RAFAH, Egypt (AFP) — Khaled Salah's shop in the border town of Rafah is almost empty, to the immense disappointment of Palestinians who fled a blockaded Gaza to stock up on vital supplies across the border in Egypt.
Only two tins of vegetable oil and a few honey jars sit on the shelves of his modest grocery shop in the divided town that straddles the Sinai peninsula and the Hamas-run Gaza Strip.
Several hundred thousand Palestinians have swarmed into Egypt since militants blew up the Rafah barricades on Tuesday night after a punishing Israeli lockdown of the territory cut vital fuel and aid supplies.
But after six days, supplies are running dry and Egyptian authorities are barring trucks from bringing in fresh deliveries.

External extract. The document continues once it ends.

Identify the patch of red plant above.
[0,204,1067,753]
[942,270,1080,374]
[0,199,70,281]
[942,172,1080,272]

"The shops are empty and they won't let us go to El-Arish (further west). Never mind, we'll have a look around Rafah," sighs Sabah al-Arji surrounded by her 11 children.
Around the town, desperate shoppers are scrounging for goods, their trousers rolled up and their feet dipping in the mud caused by the rare rainfall.
"It is incredible, there is nothing left!" exclaimed a stunned Walid, 45, who had come from Khan Yunis in northern Gaza with a simple shopping list -- jam and washing powder.
"They bought everything, good for us. Thank God, we made a lot of profit," Salah, the young grocer, told AFP.
"But now we are waiting for new supplies," he said. "We don't know when they will arrive, the trucks are still stuck."
On Sunday, Egyptian authorities began preventing trucks from coming from Cairo to the border town, where a security cordon has been imposed to prevent Palestinians travelling further afield.
On the road leading to Salaheddine, the main border entry point, shop owners shut their doors as they waited to re-stock.
But the pavement in front of the deserted shops was crackling with activity as local Bedouin sought to sell goats and a young man from El-Arish negotiated the price of a motorbike with a Palestinian.
Cigarettes, packets of crisps, cheese, oil barrels exchanged hands.
"I'm looking for a mobile phone! Who can sell me a mobile phone?" shouts one Palestinian in the middle of the crowd.
Neither mobile phones, nor clothes or shoes can be found.
"I was stripped of goods from day two," said a smiling Sami Ibrahim, 25, who runs the shoe shop Midou, now full of empty boxes.
"The sooner they let the goods pass the better. Demand is still very high," said the savvy young Egyptian who quickly priced his goods in shekels, the Israeli currency used in Gaza.
"We are mostly missing vaccinations for the children which ran out on the first day," said one pharmacist in Rafah.
"We have ordered a shipment but authorities have blocked it at the Peace Bridge," which leads into Sinai, she said.
Despite the shortages, thousands of Palestinians continue to make the back and forth trek between Gaza and Egypt, in the desperate hope of re-stocking.
Authorities in Egypt are struggling to control the flow of people and goods.
The Egyptian army on Monday resealed a part of the breached border near the Brazil entrance to Gaza, but there are many gaps yet to fill.